NEWS

Same-sex couples sue over Miss. adoption ban

Royce Swayze
The Clarion-Ledger
Hudson Garner, 15, right, sits outside with his mothers Kathryn Garner, and Susan Hrostowski, left, in Collins, Miss., Wednesday, Aug. 12, 2015. Garner, who is Hudson's birth mother, and her partner Hrostowski are among four lesbian couples to sue Mississippi in federal court in Jackson, seeking to overturn its law banning gay couples from adopting or taking children into foster care.

A lawsuit filed Wednesday is seeking to overturn a ban forbidding same-sex couples from adopting children in Mississippi, the last state in the nation to deny adoption to homosexuals.

The lawsuit was filed in the U.S. District Court of the Southern District of Mississippi by the Campaign for Southern Equality on behalf of four Mississippi same-sex couples.

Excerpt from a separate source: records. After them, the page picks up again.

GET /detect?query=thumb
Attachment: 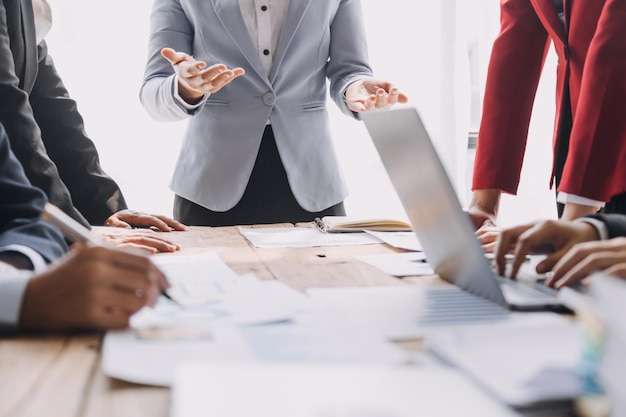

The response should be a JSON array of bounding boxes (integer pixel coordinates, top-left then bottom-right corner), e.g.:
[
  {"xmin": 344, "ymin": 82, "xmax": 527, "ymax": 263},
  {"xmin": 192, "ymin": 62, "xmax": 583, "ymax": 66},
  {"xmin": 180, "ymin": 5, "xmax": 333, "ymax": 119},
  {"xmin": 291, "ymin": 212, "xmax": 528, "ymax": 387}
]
[
  {"xmin": 104, "ymin": 216, "xmax": 133, "ymax": 229},
  {"xmin": 161, "ymin": 48, "xmax": 187, "ymax": 65}
]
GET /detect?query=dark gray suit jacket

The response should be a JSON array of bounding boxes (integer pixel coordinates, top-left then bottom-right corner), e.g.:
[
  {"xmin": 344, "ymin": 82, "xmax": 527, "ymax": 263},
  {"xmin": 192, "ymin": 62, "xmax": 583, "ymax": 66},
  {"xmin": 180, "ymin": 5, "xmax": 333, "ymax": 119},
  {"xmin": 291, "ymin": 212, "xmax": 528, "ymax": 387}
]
[
  {"xmin": 0, "ymin": 124, "xmax": 67, "ymax": 262},
  {"xmin": 0, "ymin": 0, "xmax": 127, "ymax": 225}
]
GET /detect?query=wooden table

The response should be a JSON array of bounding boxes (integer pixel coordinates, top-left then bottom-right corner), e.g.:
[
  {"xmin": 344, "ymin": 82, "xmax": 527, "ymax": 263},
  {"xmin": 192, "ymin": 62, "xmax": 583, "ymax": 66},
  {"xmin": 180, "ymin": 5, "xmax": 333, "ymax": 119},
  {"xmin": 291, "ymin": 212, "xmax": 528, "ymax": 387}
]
[{"xmin": 0, "ymin": 225, "xmax": 424, "ymax": 417}]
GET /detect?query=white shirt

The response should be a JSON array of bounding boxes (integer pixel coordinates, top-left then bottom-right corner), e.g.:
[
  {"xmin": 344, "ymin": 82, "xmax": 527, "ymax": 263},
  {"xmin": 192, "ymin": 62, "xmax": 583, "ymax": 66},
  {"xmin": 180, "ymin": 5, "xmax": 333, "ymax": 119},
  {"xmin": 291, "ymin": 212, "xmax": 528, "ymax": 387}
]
[
  {"xmin": 556, "ymin": 191, "xmax": 606, "ymax": 210},
  {"xmin": 174, "ymin": 0, "xmax": 289, "ymax": 110},
  {"xmin": 33, "ymin": 0, "xmax": 52, "ymax": 45},
  {"xmin": 239, "ymin": 0, "xmax": 289, "ymax": 75},
  {"xmin": 0, "ymin": 245, "xmax": 46, "ymax": 333}
]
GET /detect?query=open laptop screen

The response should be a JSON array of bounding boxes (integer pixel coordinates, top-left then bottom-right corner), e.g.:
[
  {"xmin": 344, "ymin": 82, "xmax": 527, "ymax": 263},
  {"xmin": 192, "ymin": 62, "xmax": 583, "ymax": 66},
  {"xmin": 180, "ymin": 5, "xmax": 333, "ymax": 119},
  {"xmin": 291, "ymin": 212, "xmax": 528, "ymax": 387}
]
[{"xmin": 361, "ymin": 108, "xmax": 507, "ymax": 306}]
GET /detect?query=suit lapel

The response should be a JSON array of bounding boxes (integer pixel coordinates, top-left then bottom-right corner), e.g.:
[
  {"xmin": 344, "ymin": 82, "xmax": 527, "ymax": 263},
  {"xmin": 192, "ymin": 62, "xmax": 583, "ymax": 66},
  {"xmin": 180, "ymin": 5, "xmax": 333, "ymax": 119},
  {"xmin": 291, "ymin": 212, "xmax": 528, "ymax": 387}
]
[
  {"xmin": 211, "ymin": 0, "xmax": 269, "ymax": 86},
  {"xmin": 270, "ymin": 0, "xmax": 311, "ymax": 82},
  {"xmin": 530, "ymin": 0, "xmax": 567, "ymax": 44},
  {"xmin": 20, "ymin": 0, "xmax": 38, "ymax": 93}
]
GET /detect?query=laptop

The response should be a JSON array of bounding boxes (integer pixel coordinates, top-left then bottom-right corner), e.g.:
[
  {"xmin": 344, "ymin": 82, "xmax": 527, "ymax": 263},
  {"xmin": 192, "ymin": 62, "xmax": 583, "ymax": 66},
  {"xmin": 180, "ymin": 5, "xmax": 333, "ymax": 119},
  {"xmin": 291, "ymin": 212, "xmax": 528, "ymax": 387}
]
[{"xmin": 361, "ymin": 107, "xmax": 570, "ymax": 311}]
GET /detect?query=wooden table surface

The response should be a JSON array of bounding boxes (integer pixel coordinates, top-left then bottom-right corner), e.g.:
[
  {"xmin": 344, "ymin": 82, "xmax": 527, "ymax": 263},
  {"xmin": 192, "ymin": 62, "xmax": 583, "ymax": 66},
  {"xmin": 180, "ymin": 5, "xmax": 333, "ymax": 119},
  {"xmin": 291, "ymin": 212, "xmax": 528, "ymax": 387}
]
[{"xmin": 0, "ymin": 225, "xmax": 426, "ymax": 417}]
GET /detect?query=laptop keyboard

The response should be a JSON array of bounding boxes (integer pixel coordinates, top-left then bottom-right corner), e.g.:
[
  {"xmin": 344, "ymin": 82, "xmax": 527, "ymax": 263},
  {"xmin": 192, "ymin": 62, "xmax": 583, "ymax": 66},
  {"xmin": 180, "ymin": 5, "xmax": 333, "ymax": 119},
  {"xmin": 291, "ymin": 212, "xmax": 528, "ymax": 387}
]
[{"xmin": 497, "ymin": 276, "xmax": 557, "ymax": 301}]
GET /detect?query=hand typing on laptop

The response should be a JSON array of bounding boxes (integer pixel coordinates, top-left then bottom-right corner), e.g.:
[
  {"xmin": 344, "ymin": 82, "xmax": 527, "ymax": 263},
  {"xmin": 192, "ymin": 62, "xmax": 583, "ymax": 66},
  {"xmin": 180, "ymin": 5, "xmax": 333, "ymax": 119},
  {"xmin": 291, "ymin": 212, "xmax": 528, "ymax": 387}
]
[{"xmin": 495, "ymin": 215, "xmax": 612, "ymax": 288}]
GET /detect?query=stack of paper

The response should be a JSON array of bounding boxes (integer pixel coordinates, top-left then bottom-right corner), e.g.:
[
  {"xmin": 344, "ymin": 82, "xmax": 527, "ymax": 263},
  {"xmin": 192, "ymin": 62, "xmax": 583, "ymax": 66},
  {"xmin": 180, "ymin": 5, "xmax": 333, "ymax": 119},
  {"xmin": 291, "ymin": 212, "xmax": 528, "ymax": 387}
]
[
  {"xmin": 425, "ymin": 313, "xmax": 583, "ymax": 407},
  {"xmin": 102, "ymin": 249, "xmax": 407, "ymax": 386},
  {"xmin": 171, "ymin": 363, "xmax": 516, "ymax": 417},
  {"xmin": 586, "ymin": 274, "xmax": 626, "ymax": 416},
  {"xmin": 239, "ymin": 227, "xmax": 380, "ymax": 248},
  {"xmin": 307, "ymin": 284, "xmax": 514, "ymax": 340}
]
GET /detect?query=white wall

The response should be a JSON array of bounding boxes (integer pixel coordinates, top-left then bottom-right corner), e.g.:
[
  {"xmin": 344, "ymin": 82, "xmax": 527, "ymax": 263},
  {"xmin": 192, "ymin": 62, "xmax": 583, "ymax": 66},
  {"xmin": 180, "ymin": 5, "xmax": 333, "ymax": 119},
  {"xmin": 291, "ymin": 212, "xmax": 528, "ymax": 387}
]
[{"xmin": 48, "ymin": 0, "xmax": 551, "ymax": 226}]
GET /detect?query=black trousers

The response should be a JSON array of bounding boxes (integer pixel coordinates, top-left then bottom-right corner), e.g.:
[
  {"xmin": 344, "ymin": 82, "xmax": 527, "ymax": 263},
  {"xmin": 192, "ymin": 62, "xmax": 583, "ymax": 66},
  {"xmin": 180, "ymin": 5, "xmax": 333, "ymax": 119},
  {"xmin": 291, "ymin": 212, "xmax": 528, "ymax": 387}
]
[
  {"xmin": 554, "ymin": 88, "xmax": 626, "ymax": 218},
  {"xmin": 174, "ymin": 125, "xmax": 345, "ymax": 226}
]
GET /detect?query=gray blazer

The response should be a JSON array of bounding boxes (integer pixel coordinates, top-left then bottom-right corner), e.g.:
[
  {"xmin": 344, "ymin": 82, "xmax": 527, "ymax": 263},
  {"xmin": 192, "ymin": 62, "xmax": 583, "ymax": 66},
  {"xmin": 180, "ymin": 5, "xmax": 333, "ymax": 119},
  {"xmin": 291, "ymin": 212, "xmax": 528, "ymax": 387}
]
[{"xmin": 140, "ymin": 0, "xmax": 372, "ymax": 211}]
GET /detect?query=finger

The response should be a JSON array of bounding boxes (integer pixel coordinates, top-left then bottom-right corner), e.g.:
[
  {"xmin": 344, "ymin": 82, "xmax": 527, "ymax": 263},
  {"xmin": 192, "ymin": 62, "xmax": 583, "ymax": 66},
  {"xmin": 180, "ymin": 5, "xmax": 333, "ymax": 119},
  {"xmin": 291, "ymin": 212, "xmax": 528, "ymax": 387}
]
[
  {"xmin": 376, "ymin": 88, "xmax": 388, "ymax": 109},
  {"xmin": 104, "ymin": 215, "xmax": 133, "ymax": 229},
  {"xmin": 120, "ymin": 235, "xmax": 180, "ymax": 252},
  {"xmin": 346, "ymin": 100, "xmax": 369, "ymax": 113},
  {"xmin": 116, "ymin": 242, "xmax": 159, "ymax": 255},
  {"xmin": 494, "ymin": 225, "xmax": 532, "ymax": 278},
  {"xmin": 124, "ymin": 214, "xmax": 171, "ymax": 232},
  {"xmin": 554, "ymin": 252, "xmax": 619, "ymax": 288},
  {"xmin": 154, "ymin": 214, "xmax": 187, "ymax": 232},
  {"xmin": 604, "ymin": 263, "xmax": 626, "ymax": 278},
  {"xmin": 536, "ymin": 248, "xmax": 569, "ymax": 274},
  {"xmin": 482, "ymin": 241, "xmax": 496, "ymax": 253}
]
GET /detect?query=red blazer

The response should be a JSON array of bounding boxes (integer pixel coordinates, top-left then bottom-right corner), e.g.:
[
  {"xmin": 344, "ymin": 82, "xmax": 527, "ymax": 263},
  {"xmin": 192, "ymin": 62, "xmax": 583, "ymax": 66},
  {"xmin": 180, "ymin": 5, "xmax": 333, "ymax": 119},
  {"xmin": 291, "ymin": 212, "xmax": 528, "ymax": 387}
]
[{"xmin": 472, "ymin": 0, "xmax": 626, "ymax": 201}]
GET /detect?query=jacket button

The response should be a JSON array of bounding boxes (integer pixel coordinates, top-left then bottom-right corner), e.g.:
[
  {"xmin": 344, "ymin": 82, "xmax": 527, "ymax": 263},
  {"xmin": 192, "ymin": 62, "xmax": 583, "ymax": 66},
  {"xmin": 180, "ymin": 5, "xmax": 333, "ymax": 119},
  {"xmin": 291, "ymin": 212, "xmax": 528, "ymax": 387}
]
[{"xmin": 263, "ymin": 91, "xmax": 276, "ymax": 106}]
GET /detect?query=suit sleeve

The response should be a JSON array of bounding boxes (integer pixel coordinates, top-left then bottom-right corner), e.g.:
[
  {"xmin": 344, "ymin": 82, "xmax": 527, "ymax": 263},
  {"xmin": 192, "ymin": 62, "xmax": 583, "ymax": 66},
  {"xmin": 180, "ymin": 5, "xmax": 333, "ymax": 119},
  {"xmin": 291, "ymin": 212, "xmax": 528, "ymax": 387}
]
[
  {"xmin": 30, "ymin": 42, "xmax": 127, "ymax": 225},
  {"xmin": 0, "ymin": 1, "xmax": 89, "ymax": 226},
  {"xmin": 585, "ymin": 214, "xmax": 626, "ymax": 239},
  {"xmin": 472, "ymin": 0, "xmax": 549, "ymax": 194},
  {"xmin": 326, "ymin": 0, "xmax": 372, "ymax": 118},
  {"xmin": 559, "ymin": 0, "xmax": 626, "ymax": 201},
  {"xmin": 0, "ymin": 125, "xmax": 67, "ymax": 262}
]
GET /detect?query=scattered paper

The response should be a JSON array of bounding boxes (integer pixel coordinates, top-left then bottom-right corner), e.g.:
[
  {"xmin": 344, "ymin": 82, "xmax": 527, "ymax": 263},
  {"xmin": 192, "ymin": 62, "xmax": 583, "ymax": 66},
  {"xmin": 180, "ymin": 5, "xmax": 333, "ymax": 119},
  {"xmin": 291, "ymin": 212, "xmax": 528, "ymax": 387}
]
[
  {"xmin": 356, "ymin": 252, "xmax": 435, "ymax": 277},
  {"xmin": 365, "ymin": 230, "xmax": 422, "ymax": 251},
  {"xmin": 239, "ymin": 227, "xmax": 381, "ymax": 248}
]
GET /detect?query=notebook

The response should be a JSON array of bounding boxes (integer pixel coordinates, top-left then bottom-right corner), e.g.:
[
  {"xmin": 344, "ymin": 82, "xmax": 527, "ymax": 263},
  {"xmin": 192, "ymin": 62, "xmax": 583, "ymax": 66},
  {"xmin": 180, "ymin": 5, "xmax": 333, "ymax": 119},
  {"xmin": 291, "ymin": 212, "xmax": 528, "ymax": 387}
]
[{"xmin": 361, "ymin": 107, "xmax": 569, "ymax": 311}]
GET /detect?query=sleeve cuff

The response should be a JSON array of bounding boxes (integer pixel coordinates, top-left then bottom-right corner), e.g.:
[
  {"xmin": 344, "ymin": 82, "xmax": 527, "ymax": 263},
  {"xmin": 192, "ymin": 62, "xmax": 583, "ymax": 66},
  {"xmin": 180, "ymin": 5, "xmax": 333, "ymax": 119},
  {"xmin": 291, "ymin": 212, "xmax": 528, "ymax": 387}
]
[
  {"xmin": 0, "ymin": 270, "xmax": 31, "ymax": 333},
  {"xmin": 174, "ymin": 75, "xmax": 210, "ymax": 111},
  {"xmin": 0, "ymin": 245, "xmax": 47, "ymax": 272},
  {"xmin": 574, "ymin": 217, "xmax": 609, "ymax": 240},
  {"xmin": 556, "ymin": 191, "xmax": 606, "ymax": 208}
]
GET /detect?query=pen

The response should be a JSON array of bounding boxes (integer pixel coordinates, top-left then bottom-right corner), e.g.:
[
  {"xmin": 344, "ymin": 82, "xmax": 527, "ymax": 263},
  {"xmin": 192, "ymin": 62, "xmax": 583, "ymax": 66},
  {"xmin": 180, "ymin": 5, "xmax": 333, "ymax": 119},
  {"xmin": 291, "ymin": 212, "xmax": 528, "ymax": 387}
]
[
  {"xmin": 313, "ymin": 217, "xmax": 326, "ymax": 233},
  {"xmin": 39, "ymin": 203, "xmax": 181, "ymax": 305}
]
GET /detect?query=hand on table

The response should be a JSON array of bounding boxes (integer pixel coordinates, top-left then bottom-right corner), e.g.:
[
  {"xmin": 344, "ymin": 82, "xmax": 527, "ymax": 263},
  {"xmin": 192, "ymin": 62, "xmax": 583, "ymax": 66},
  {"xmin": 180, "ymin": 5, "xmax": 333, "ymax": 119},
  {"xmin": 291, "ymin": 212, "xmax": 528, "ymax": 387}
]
[
  {"xmin": 91, "ymin": 227, "xmax": 180, "ymax": 254},
  {"xmin": 548, "ymin": 237, "xmax": 626, "ymax": 288},
  {"xmin": 161, "ymin": 48, "xmax": 245, "ymax": 104},
  {"xmin": 495, "ymin": 220, "xmax": 599, "ymax": 285},
  {"xmin": 19, "ymin": 244, "xmax": 169, "ymax": 330},
  {"xmin": 346, "ymin": 77, "xmax": 409, "ymax": 113}
]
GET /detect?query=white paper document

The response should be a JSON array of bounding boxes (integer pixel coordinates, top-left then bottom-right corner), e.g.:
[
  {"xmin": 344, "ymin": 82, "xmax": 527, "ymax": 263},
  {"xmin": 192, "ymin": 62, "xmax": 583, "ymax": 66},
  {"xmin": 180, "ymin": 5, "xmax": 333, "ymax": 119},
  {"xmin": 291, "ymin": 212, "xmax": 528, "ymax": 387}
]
[
  {"xmin": 425, "ymin": 313, "xmax": 583, "ymax": 407},
  {"xmin": 356, "ymin": 252, "xmax": 428, "ymax": 277},
  {"xmin": 307, "ymin": 284, "xmax": 514, "ymax": 340},
  {"xmin": 585, "ymin": 274, "xmax": 626, "ymax": 417},
  {"xmin": 365, "ymin": 230, "xmax": 422, "ymax": 251},
  {"xmin": 150, "ymin": 252, "xmax": 237, "ymax": 305},
  {"xmin": 239, "ymin": 227, "xmax": 381, "ymax": 248},
  {"xmin": 171, "ymin": 363, "xmax": 515, "ymax": 417},
  {"xmin": 102, "ymin": 323, "xmax": 410, "ymax": 386}
]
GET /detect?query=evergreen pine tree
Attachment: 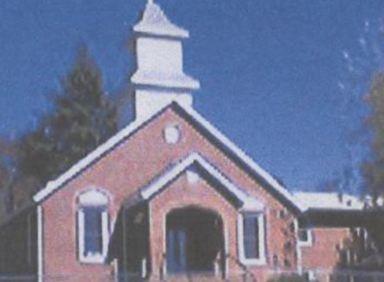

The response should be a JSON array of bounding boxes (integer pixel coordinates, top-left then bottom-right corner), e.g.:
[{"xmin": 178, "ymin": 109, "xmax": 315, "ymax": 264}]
[{"xmin": 17, "ymin": 47, "xmax": 117, "ymax": 185}]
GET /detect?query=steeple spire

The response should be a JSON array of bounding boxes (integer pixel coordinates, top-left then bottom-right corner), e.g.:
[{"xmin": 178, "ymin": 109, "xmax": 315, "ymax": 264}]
[{"xmin": 131, "ymin": 0, "xmax": 200, "ymax": 118}]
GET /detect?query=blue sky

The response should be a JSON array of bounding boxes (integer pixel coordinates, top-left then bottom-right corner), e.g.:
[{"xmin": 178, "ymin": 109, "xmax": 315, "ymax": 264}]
[{"xmin": 0, "ymin": 0, "xmax": 384, "ymax": 193}]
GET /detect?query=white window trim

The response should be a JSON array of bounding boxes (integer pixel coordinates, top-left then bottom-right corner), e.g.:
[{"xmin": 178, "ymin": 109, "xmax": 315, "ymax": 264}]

The lawsuit, Campaign for Southern Equality v. Mississippi Department of Human Services, aims, according to the complaint, “to redress the deprivation of constitutional rights caused by one sentence in Mississippi’s adoption law.”

That sentence, part of Mississippi Code 93-17-3(5) — also known as the “Mississippi Adoption Ban,” signed into law 15 years ago — reads that “adoption by couples of the same gender is prohibited.”

The complaint lists the Mississippi Department of Human Services, Gov. Phil Bryant, and Attorney General Jim Hood as defendants.

The attorney general’s office had no comment on the complaint as of Wednesday afternoon except to say that the complaint is under review.

Requests for comment from the governor’s office were not returned.

The Associated Press reported that Bryant still supports the ban, quoting him as saying, “I hope the attorney general will vigorously defend the State of Mississippi against this lawsuit.”

Wednesday evening, the Humans Rights Campaign, the nation’s largest LGBT civil rights organization, released a statement condemning Bryant for his support of the ban.

In the news release, Rob Hill, director of the Human Rights Campaign Director in Mississippi, said, “We call on Attorney General Jim Hood to come down on the right side of history — don’t defend the ban, allow it to become another discarded artifact of discrimination.”

Roberta Kaplan, the plaintiffs’ lead attorney, is the same lawyer who challenged Mississippi’s gay marriage ban last year. She said Wednesday that gay couples with children deserve to be considered not only the children’s “real” parents but also their “legal” parents.

Jasmine Beach-Ferrara, executive director of the Campaign for Southern Equality, described Mississippi’s ban on adoption by same-sex couples as a “relic” of time when legislatures were passing “discriminatory” laws targeting homosexuals.

2010 census data reveals 29 percent of 3,484 same-sex couples living in the state were raising children under 18 in their homes.

Although the couples are acting as the adoptive parents, Mississippi does not grant them legal status as parents, and the state will not approve an adoption application, unless the applicants game the system.

Plaintiffs Tinora Sweeten-Lunsford, 45, and spouse Kari Lunsford, 50, have been trying for 10 years to adopt in Mississippi. Knowing they couldn’t legally adopt, a state social worker invited the couple to adoption classes because she knew there were ways around the process.

One of two could move out the home for six months, so the situation could be viewed as a single parent home.

But Sweeten-Lunsford and Lunsford didn’t want to be dishonest. They wanted to adopt like everyone else.

So a decade later, when the opportunity was afforded them, they joined the case to fight Mississippi’s ban.

By signing on as plaintiffs, they knew they were stepping into the public spotlight and forfeiting their privacy.

“It was a huge step out of our comfort zones,” said Sweeten-Lunsford, “We value our privacy, but I think this is really important to push our boundary and be a little uncomfortable…”

Rex “Nick” Wilgus, who has a son by a previous marriage, is now an openly gay man and author who lives in Tupelo. When he moved to Mississippi, Wilgus said, he was “struck by the religious atmosphere of the state” and, since then, has penned books on gay children and parents living in the Magnolia state.

At 51 years old, he starts taking adoption classes today. “I love being a father,” said Wilgus, who, as one who describes his childhood as rough, is looking forward to providing a caring home for an adoptee in the near future.

Brittany Rowell, 25, and her fiancee, Jessica Harbuck, 27, who are plaintiffs in the case, don’t view themselves as defenders of a cause or anything akin to a poster child. As Rowell said, “Sometimes you just have to be brave for other people and do it regardless of any backlash.”

“We just want children,” said Harbuck, “That’s been our goal from the very beginning.”